The Baltic states for long enjoyed the highest growth rate in the EU and was therefore held up by many free market advocates, including me, as a good example of the positive effects of low tax and low spending policies. However, unlike most others, I also warned already back in 2005 that the Baltic boom had an unsound element in the form of excessive monetary expansion. After I wrote that, these excesses became worse and worse, so my general assessment of the Baltic economies and particularly Latvia became more and more bearish.

In recent month, the state of the Baltic economies has deteriorated quite significantly. First of all, consumer price inflation have gotten worse and worse, with Estonia seeing an inflation rate of 11.4%, Lithuania an inflation rate of 11.7% and Latvia an inflation rate of 17.5%.

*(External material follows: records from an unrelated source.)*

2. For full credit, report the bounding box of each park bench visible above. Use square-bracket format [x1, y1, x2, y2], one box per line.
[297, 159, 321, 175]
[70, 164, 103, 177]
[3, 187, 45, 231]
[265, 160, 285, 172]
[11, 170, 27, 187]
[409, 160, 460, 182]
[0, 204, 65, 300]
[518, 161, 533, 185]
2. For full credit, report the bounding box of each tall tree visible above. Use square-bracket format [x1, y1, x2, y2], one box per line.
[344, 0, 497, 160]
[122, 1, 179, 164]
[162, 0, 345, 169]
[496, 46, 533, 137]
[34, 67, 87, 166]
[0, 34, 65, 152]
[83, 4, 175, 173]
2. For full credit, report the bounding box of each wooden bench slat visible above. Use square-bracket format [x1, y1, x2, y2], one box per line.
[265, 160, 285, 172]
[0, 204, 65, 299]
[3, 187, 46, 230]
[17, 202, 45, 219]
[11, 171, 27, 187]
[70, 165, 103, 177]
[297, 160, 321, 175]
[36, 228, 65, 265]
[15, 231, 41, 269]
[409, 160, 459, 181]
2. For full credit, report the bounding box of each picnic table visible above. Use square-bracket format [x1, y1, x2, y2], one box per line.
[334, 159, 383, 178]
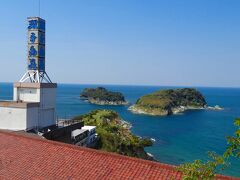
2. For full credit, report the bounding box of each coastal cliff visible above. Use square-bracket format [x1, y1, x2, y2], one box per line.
[80, 87, 127, 105]
[129, 88, 207, 116]
[73, 110, 153, 160]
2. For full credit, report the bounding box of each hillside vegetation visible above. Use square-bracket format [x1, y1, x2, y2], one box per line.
[73, 110, 153, 160]
[80, 87, 127, 105]
[129, 88, 207, 116]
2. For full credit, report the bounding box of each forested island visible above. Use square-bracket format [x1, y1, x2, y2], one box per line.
[80, 87, 128, 105]
[129, 88, 208, 116]
[73, 110, 153, 160]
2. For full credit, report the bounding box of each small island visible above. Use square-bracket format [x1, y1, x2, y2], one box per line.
[72, 110, 153, 160]
[129, 88, 207, 116]
[80, 87, 128, 105]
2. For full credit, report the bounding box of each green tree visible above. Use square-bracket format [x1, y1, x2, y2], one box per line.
[224, 118, 240, 158]
[176, 152, 227, 180]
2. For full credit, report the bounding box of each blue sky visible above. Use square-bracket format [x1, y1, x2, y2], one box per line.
[0, 0, 239, 87]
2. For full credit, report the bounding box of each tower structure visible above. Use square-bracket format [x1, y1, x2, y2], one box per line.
[0, 17, 57, 131]
[20, 17, 51, 83]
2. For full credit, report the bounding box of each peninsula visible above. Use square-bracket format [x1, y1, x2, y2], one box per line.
[73, 110, 153, 160]
[129, 88, 207, 116]
[80, 87, 128, 105]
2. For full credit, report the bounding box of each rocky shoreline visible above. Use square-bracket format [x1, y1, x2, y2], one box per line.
[84, 98, 128, 105]
[128, 105, 223, 116]
[80, 87, 128, 106]
[128, 88, 213, 116]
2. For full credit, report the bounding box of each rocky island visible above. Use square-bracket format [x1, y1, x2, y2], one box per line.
[72, 110, 153, 160]
[129, 88, 207, 116]
[80, 87, 128, 105]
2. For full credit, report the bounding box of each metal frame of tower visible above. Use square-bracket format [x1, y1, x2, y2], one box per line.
[19, 70, 52, 83]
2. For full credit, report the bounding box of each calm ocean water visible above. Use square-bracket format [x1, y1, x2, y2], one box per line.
[0, 83, 239, 177]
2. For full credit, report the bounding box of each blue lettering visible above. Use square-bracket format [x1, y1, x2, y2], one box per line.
[28, 20, 38, 29]
[28, 59, 37, 70]
[30, 33, 37, 43]
[29, 46, 37, 57]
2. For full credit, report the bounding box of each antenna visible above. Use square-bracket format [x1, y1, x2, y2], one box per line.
[38, 0, 41, 17]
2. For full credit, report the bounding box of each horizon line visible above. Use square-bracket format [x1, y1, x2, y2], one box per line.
[0, 81, 240, 89]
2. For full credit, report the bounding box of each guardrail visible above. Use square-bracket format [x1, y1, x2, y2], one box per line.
[57, 118, 82, 127]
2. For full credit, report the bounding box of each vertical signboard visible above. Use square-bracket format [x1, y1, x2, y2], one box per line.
[27, 17, 45, 72]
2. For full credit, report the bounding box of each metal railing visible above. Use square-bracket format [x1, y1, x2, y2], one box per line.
[57, 118, 82, 127]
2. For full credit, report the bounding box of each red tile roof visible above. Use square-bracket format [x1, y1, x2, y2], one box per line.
[0, 131, 238, 180]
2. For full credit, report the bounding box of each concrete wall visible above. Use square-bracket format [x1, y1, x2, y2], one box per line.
[13, 86, 56, 107]
[8, 83, 57, 129]
[13, 84, 57, 130]
[0, 106, 41, 131]
[38, 108, 55, 128]
[14, 87, 40, 102]
[14, 86, 56, 109]
[39, 88, 56, 128]
[0, 106, 56, 131]
[0, 107, 27, 130]
[26, 107, 39, 130]
[40, 88, 56, 108]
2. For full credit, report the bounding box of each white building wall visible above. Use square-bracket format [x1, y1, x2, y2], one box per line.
[39, 88, 56, 128]
[26, 107, 39, 130]
[14, 87, 56, 107]
[14, 86, 56, 129]
[0, 106, 55, 131]
[38, 108, 55, 128]
[40, 88, 56, 108]
[14, 87, 40, 102]
[8, 84, 57, 130]
[0, 107, 27, 130]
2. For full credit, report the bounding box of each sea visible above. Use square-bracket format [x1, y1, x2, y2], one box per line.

And while Claus Vistesen is not yet willing to call the Baltic downturn a recession, I am (at least with regard to Estonia and Latvia). While there are no official confirmation of that yet in the form of quarterly changes in GDP (or for that matter, NBER-style coincident indicator index), there are yearly changes available. And we saw in Latvia
how year over year growth nose dived, from 8.0% to just 3.6%.
A decline in 4.4%: points between two quarters almost certainly imply negative quarterly growth. In Lithuania on the other hand, quarterly growth could be on the plus side, if only slightly, as the decline in year over year growth was just from 8.0% to 6.4%. For Estonia, no preliminary GDP figures are available, but sharp declines in retail sales and industrial production on even year over year terms clearly indicate that Estonia is in a recession.

Given the fixed exchange rate policy, this economic downturn will likely result in a significant downturn in inflation. And given the strong microeconomic fundamentals, the Baltic economies should eventually recover and again see rapid economic growth. But hadn't they copied the ECB's inflationary policies this boom-bust cycle wouldn't have happened and would have passed faster than it now will.